Holographic homogeneous superfluid on the sphere

TL;DR

This paper extends holographic superfluid models from flat to spherical geometries, revealing higher critical temperatures and analyzing phase transitions, stability, and dynamic modes on the sphere.

Contribution

It introduces the study of holographic superfluids on spherical topology, exploring phase transitions, stability, and quasi-normal modes in this new geometric setting.

Findings

Higher critical temperature for superfluid transition on the sphere

Identification of multiple stable solutions in black hole backgrounds

Discovery of three dynamic channels similar to planar superfluids

Abstract

In this paper, we extend the study of holographic superfluids from planar topology to spherical topology, inspired by recent studies on Bose-Einstein condensation (BEC) on shell-shaped geometry. We investigate the superfluid phase transition from normal fluid and its Quasi-Normal Modes (QNMs) on the sphere.
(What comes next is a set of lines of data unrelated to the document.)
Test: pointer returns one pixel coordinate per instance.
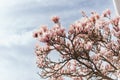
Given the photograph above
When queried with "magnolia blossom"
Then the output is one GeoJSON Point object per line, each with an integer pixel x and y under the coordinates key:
{"type": "Point", "coordinates": [88, 50]}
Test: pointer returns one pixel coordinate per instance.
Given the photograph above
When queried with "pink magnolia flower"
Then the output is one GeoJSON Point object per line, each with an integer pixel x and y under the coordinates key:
{"type": "Point", "coordinates": [55, 19]}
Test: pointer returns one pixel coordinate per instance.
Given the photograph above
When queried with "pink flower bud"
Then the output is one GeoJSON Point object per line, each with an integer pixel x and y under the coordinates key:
{"type": "Point", "coordinates": [55, 19]}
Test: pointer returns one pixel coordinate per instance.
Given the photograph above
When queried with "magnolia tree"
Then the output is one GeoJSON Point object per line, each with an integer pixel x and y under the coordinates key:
{"type": "Point", "coordinates": [88, 50]}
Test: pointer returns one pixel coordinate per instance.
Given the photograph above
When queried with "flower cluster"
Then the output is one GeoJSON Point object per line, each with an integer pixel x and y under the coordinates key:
{"type": "Point", "coordinates": [89, 50]}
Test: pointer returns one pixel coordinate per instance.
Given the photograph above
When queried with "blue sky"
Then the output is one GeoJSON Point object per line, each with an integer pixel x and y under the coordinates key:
{"type": "Point", "coordinates": [19, 18]}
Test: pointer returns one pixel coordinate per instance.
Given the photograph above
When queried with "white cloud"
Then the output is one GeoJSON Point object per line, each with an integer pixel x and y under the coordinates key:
{"type": "Point", "coordinates": [18, 19]}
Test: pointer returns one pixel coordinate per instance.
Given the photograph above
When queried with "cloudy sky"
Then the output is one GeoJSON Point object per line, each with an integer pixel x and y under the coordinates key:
{"type": "Point", "coordinates": [19, 18]}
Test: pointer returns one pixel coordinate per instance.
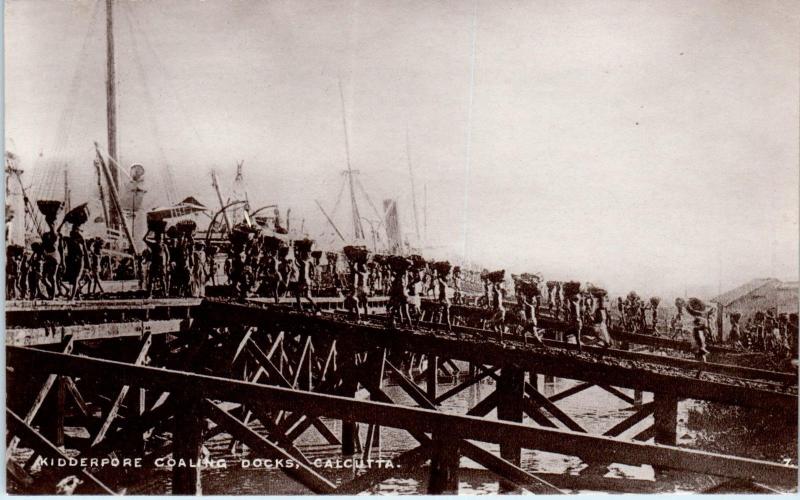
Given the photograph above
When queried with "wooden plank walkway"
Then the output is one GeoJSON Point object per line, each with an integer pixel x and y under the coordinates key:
{"type": "Point", "coordinates": [591, 448]}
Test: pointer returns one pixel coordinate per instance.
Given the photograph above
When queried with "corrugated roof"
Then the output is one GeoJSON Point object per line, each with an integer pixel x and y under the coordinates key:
{"type": "Point", "coordinates": [739, 292]}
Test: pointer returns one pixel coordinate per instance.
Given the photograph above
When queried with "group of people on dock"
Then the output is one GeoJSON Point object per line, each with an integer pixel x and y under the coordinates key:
{"type": "Point", "coordinates": [57, 265]}
{"type": "Point", "coordinates": [765, 331]}
{"type": "Point", "coordinates": [269, 264]}
{"type": "Point", "coordinates": [174, 264]}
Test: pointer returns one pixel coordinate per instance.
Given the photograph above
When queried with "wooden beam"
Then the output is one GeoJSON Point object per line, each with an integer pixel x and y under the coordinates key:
{"type": "Point", "coordinates": [466, 384]}
{"type": "Point", "coordinates": [415, 419]}
{"type": "Point", "coordinates": [114, 410]}
{"type": "Point", "coordinates": [509, 471]}
{"type": "Point", "coordinates": [42, 446]}
{"type": "Point", "coordinates": [44, 336]}
{"type": "Point", "coordinates": [644, 412]}
{"type": "Point", "coordinates": [40, 397]}
{"type": "Point", "coordinates": [187, 443]}
{"type": "Point", "coordinates": [616, 392]}
{"type": "Point", "coordinates": [444, 464]}
{"type": "Point", "coordinates": [571, 391]}
{"type": "Point", "coordinates": [665, 412]}
{"type": "Point", "coordinates": [305, 475]}
{"type": "Point", "coordinates": [407, 461]}
{"type": "Point", "coordinates": [554, 410]}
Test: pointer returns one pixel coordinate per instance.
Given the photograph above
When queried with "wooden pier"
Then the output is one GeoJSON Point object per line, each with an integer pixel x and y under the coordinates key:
{"type": "Point", "coordinates": [128, 372]}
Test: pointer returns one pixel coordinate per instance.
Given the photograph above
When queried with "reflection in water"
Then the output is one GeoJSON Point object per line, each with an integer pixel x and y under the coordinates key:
{"type": "Point", "coordinates": [594, 409]}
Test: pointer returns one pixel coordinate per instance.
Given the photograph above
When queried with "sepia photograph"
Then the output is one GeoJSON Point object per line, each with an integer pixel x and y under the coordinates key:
{"type": "Point", "coordinates": [401, 247]}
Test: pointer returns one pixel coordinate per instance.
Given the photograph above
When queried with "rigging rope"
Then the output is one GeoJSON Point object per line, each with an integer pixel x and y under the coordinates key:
{"type": "Point", "coordinates": [47, 176]}
{"type": "Point", "coordinates": [168, 184]}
It turns out that the critical temperature for the superfluid phase transition on the sphere is higher than that in the planar case. We investigated four different solutions in the backgrounds of large and small black holes. The calculation of free energy selects the most stable solution. Finally, after calculating the quasi-normal modes and their dynamic behavior, we obtained three different channels similar to the planar superfluid case, along with the ``first" hydrodynamic excitation mode.